Prime Minister Benjamin Netanyahu and Cypriot president Nikos Christodoulides discussed “providing gas from Israel to Europe via a pipeline from our gas fields to a gas liquification facility that will be built in Cyprus,” Netanyahu said at the start of Sunday’s cabinet meeting.
Pipeline to connect world regions
“This connection will launch Israel’s economy to new heights and strengthen Israel’s status as an important international energy provider,” Netanyahu said. “Europe needs energy, it needs gas, and creating an easy and inexpensive gas supply from Israel and Europe will strengthen Israel’s position very much.”
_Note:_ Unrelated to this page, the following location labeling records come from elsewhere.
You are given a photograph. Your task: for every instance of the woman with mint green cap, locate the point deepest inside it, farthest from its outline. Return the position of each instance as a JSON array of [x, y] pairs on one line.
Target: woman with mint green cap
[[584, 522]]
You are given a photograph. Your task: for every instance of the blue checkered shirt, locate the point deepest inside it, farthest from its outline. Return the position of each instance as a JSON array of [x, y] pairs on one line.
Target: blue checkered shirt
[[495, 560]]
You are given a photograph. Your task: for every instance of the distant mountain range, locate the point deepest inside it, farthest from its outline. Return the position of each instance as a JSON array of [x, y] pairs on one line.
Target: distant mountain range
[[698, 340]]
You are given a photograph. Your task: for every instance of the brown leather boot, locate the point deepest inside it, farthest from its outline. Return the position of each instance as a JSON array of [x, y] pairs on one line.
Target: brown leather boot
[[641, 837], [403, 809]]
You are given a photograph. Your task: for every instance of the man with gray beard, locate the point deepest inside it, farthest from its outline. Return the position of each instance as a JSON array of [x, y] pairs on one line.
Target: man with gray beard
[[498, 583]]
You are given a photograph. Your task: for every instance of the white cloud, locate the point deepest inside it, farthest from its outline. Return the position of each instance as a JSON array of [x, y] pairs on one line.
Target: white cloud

Cyprus’s Energy Minister George Papanastasiou told journalists more about the plan on Monday, saying a shipping corridor could be set up instead from a hub in Cyprus to transport liquefied gas.
"It will be a corridor, that will exist. Instead of a pipeline, it will be a connection between Israel and Europe which can be done through Cyprus," Papanastasiou said.
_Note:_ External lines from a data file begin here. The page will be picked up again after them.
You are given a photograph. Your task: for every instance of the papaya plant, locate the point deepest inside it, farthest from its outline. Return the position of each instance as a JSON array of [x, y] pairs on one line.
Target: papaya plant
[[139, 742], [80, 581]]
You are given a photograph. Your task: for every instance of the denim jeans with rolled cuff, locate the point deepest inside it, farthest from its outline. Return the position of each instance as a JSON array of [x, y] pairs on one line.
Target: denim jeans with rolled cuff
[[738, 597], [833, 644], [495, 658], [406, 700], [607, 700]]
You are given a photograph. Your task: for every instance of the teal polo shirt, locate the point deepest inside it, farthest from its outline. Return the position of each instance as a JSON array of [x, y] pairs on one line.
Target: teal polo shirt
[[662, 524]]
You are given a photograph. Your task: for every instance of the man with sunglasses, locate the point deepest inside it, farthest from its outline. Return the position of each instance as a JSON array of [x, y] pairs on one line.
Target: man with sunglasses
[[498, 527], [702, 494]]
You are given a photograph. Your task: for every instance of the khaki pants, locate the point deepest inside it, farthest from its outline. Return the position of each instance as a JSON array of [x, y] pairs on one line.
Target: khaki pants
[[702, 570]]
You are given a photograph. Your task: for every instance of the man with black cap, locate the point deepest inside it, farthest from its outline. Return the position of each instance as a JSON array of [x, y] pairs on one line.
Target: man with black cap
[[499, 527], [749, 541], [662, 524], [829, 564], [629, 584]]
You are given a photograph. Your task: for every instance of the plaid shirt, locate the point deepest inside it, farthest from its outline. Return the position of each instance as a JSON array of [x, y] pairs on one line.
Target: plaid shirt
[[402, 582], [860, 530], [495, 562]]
"It could be a virtual pipeline which would link through Cyprus to the rest of Europe in liquefied form," he added, saying liquefied gas could be dispatched from Cyprus to any market, including Asia.
"Our objective is low-cost electricity production ... so natural gas should come from the area," Papanastasiou said after briefing an opposition party on the energy plans of the new administration, elected in February.
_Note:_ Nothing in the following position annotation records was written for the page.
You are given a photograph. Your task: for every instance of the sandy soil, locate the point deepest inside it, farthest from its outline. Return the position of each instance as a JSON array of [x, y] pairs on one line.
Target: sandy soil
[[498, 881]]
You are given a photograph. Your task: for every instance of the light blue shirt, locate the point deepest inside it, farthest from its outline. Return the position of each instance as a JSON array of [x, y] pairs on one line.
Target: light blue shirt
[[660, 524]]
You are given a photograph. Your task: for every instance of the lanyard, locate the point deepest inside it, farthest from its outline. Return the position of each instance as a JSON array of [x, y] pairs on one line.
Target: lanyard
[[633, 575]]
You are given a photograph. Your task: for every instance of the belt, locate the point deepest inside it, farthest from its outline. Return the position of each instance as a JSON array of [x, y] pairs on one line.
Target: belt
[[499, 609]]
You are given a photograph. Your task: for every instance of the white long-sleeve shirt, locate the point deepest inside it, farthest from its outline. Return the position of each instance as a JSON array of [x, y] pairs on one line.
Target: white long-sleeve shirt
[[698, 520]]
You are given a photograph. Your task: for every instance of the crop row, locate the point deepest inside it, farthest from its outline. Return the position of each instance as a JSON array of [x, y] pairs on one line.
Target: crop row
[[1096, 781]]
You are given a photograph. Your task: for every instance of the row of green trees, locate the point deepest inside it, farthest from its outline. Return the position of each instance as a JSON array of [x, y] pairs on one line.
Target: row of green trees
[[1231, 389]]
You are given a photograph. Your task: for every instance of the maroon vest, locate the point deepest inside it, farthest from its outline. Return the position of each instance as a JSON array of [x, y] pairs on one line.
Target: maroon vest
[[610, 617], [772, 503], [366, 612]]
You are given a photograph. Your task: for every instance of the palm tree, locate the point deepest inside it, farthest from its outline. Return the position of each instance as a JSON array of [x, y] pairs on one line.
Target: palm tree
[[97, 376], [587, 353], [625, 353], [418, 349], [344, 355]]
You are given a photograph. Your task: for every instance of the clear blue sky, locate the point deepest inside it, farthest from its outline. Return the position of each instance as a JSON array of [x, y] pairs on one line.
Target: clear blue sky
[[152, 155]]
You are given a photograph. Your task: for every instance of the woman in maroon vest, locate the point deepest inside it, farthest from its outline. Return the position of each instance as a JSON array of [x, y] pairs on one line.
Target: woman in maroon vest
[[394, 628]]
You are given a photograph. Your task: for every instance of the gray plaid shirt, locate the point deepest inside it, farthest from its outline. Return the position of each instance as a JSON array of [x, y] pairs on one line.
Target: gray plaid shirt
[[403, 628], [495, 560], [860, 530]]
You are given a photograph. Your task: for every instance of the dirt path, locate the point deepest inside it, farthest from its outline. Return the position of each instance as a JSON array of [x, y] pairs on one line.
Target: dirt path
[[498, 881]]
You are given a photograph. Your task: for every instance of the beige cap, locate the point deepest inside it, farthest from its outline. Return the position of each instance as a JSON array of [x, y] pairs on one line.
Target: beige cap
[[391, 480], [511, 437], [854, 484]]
Papanastasiou, who held senior posts in the oil and gas industry before his ministerial appointment this year, said Cyprus would host a workshop with industry stakeholders on May 29. He said a liquefaction plant could take about 2.5 years to build, and a pipeline with Israel about 18 months.
In the past, plans for Israel to export gas to Europe focused mostly on the EastMed Pipeline, which was planned to be 2,000 kilometers (1,243 miles) long, the longest in the world. The EastMed was meant to connect Israeli gas to the European continent via Cyprus and Greece.
The Israeli Energy Ministry declined to comment.
The pipeline has been under discussion for about a decade, with talks about partial funding by the European Union.
The Trump administration supported the EastMed plan, but in early 2022, when the Biden administration withdrew previous American support, saying it was too expensive and would take too long to build.